Yann K | 3.5 | Maladroit, mais un grand sujet et des moments intenses qui confirment un talent... |
Elise | 1 | Ennuyeux et pathétique |
Aurélien | 2.25 | Trop de longueurs inutiles... |
Beastie Boys est assurément un film imparfait, voire raté, en tout cas qui manque d'être le grand film qu'il devrait être. Il pèche par un premier défaut énervant : trop long. D'autant plus énervant que c'était le même défaut dans The Unforgiven et une plaie de tout film asiatique récent. "Recherche producteur avec un peu de couilles pour dire à réalisateur trop prétentieux que son film est bien, mais bon, faut couper un peu pour tenir sous les deux heures, ok?" C'est pas difficile, quand même, et déjà énorme, non, 2h? Parce que les minutes en plus, elles pèsent fortement sur Beastie Boys. L'autre défaut dans la narration est le manque de renouvellement et de progression des situations, un rythme mal gérée sur la longueur, qui donc est déjà trop étirée.
Mais Beastie Boys est pourtant assurément, ça et là, un film qui marque.
Il confirme en effet que Yun Jong-Bin aborde des sujets que ne veut pas traiter le reste du cinéma asiatique, voire mondial. The Unforgiven se retrouvait être le premier film à parler de ce qui se passe vraiment dans les casernes pendant le service et ses conséquences sur la notion de "virilité". Beastie Boys reprend un peu les personnages de The Unforgiven pour en faire des gigolos. Des beaux mecs virils, mais également encore des enfants.
Yun Jong-Bin porte sur les hommes un regard unique, à la fois fasciné et compatissant, les rendant tantôt impressionnants de violence tantôt bouleversant de fragilité. Ces gigolos sont mis en face de call-girls, de filles faciles de karaokés glauques, et Beastie Boys raconte alors ce qui n'avait étonnement jamais été raconté aussi simplement : une histoire d'amour entre deux putes. "Pute" parce que quelle que soit le détail, qu'on couche ou pas, et même le métier, gigolo, vendeur, secrétaire, vous, moi, on fait la put. Le film dépasse largement la peinture d'un microcosme.
"Histoire d'amour", c'est pour résumer parce que justement, d'amour il n'en est pas trop question. Le fond de Beastie Boys est d'une noirceur absolue. Le film dépeint des solitudes dans un monde sans morale, puisque maintenant la morale s'achète, se vend au kilo ou se jette comme un kleenex le temps de se taper une pute.
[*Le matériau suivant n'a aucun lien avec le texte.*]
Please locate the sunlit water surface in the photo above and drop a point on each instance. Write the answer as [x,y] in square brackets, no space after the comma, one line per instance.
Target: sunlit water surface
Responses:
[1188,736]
La force du propos est qu'il dépeint ces relations dans toute leurs complexité et finit par rendre chacun des personnages très humains, très réel.
Beastie Boys fait également partie de ces quelques films, maintenant en Corée, à parler d'une véritable obsession de l'argent : My Generation, My Dear Ennemy ou Breathless mettent enfin sur la table les vrais billets, pas ceux de la mafia, mais ceux du coréen de base, les quelques milliers de wons qui manquent, qu'on a en dette et qu'on gagne de façon minable. Ici on compte, on compare, on ausculte la gangrène du système capitaliste.
Yun Jong-Bin a donc une ambition rare et à suivre absolument. Il cherche également une forme presque parfaite, entre le spleen de Millenium Mambo, le réalisme cru de Hong Sang-soo et la stylisation du film noir. Parfois, il y arrive et offre alors des plans séquences d'une intensité incroyable, des face à face d'acteurs suffocants. Un coup de couteau dans un couloir à la fin d'une discussion et l'agonie qui suit, filmés en un seul plan, parait alors d'une violence rarement vue.
Enfin Yun Jong-Bin avait révélé Ha Jeong-wu, devenue petite star en quelques mois, il lui offre ici un rôle en or. Le film nous rappelle enfin le magnétisme de certaines actrices coréennes, ici une Yun Jin-seo qu'on ne connaissait pas (mais a démarré chez Park Chan-wook ou Im Kwon-taek). Elle apparaît en femme fatale du 21ème siècle, de celles qui semblent maîtres de tout mais n'ont plus aucun code, aucun objectif, juste un manuel de survie animale dans un monde carnivore.